For the last few weeks, I've been part of a team looking at data collection, data sharing, privacy policies, and consent. It's a pretty regular part of my work; I've been doing it for a while.

The latest site we looked at was the College Board.

Thread.
In our research we observed some things that probably shouldn't have been happening.

For example, the terms of the College Board say that usernames are Personally Identifiable Information, and that they don't share PII with third parties for advertising purposes.
We ran some tests in early July, and reran them through July. We consistently saw usernames (which the College Board defines as PII) shipped off to multiple third parties, including Google, Facebook, Snapchat, Yahoo, and Adobe.
In addition to sending PII (the username), we also observed student activity on the College Board site getting shared with third parties. This sharing was tied to a unique identifier that the College Board allowed to be set and read on the College Board site.
On July 28, we re-ran tests on the College Board site, and lo and behold, the only third party vendor still getting student usernames was Adobe (as part of College Board's use of Adobe Marketing Cloud Device Co-op). https://docs.adobe.com/content/help/en/device-co-op/using/about/overview.html
This slight improvement brings the College Board closer to not sharing usernames, but it doesn't address the fact that students (or more precisely, student browsers) are identified by multiple unique identifiers when they use the College Board site.
One of the biggest myths people collecting and exploiting data try to push: unique identifiers (or hashed values, or anonymized data) protect privacy, by default.

This myth sounds good, but it's a lie.
A computer doesn't care if my name is "Bill" or "0xcg35vG" as long as I'm called that consistently.

Unique IDs are confusing to humans, but are great for machines.

And on the CB site - like most sites - humans are tethered to multiple unique IDs set by multiple third parties.
But back to the College Board site. When a student adds a college to their list of schools they might be interested in?

This is what the student sees.
This is what Google, Facebook, Yahoo, and Microsoft see. The student activity is tied to a unique identifier connected to that student's browser.
When a student leaves the College Board site, these same third party vendors (Facebook, Google, etc) continue to use these cookies for tracking -- and, potentially, for other advertising purposes.
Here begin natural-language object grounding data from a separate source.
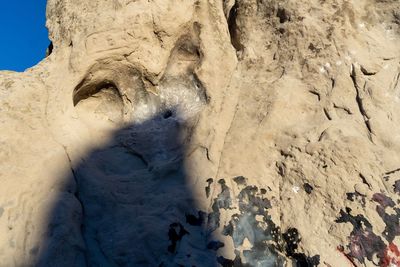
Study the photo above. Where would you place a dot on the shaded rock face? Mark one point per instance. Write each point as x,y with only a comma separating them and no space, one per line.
205,133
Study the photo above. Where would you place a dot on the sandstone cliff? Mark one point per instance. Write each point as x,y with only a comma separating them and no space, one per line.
205,133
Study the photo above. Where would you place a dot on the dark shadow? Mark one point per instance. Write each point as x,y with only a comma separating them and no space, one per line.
127,204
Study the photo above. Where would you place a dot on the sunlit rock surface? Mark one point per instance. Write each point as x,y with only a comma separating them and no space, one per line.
205,133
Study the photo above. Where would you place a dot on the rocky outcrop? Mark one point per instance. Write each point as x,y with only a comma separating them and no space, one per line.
205,133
For example, this is the Facebook cookie being shared on Huffington Post.
Of course, because many adtech vendors offer both analytics and advertising services, it is difficult to tell exactly what is happening just from observed traffic.
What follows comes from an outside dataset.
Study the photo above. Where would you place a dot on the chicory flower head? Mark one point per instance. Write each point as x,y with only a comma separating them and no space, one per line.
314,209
It's worth highlighting that data collected for "analytics" looks pretty similar to data collected for advertising.
But I digress. Here is the cookie value set in a student browser on the College Board being read as an ad for Grammarly is placed.
And here's what it looks like for a cash management app.
These ads are placed on third party sites - ie, NOT the College Board site. But the tracking cookies read on these third party sites are the same tracking cookies set and accessed on the College Board site.
But the tl/dr version:

Unique identifiers are the thing to watch, and they matter more than PII.

PII has some very limited legal protection, but it's often used a red herring. Unique IDs make PII irrelevant.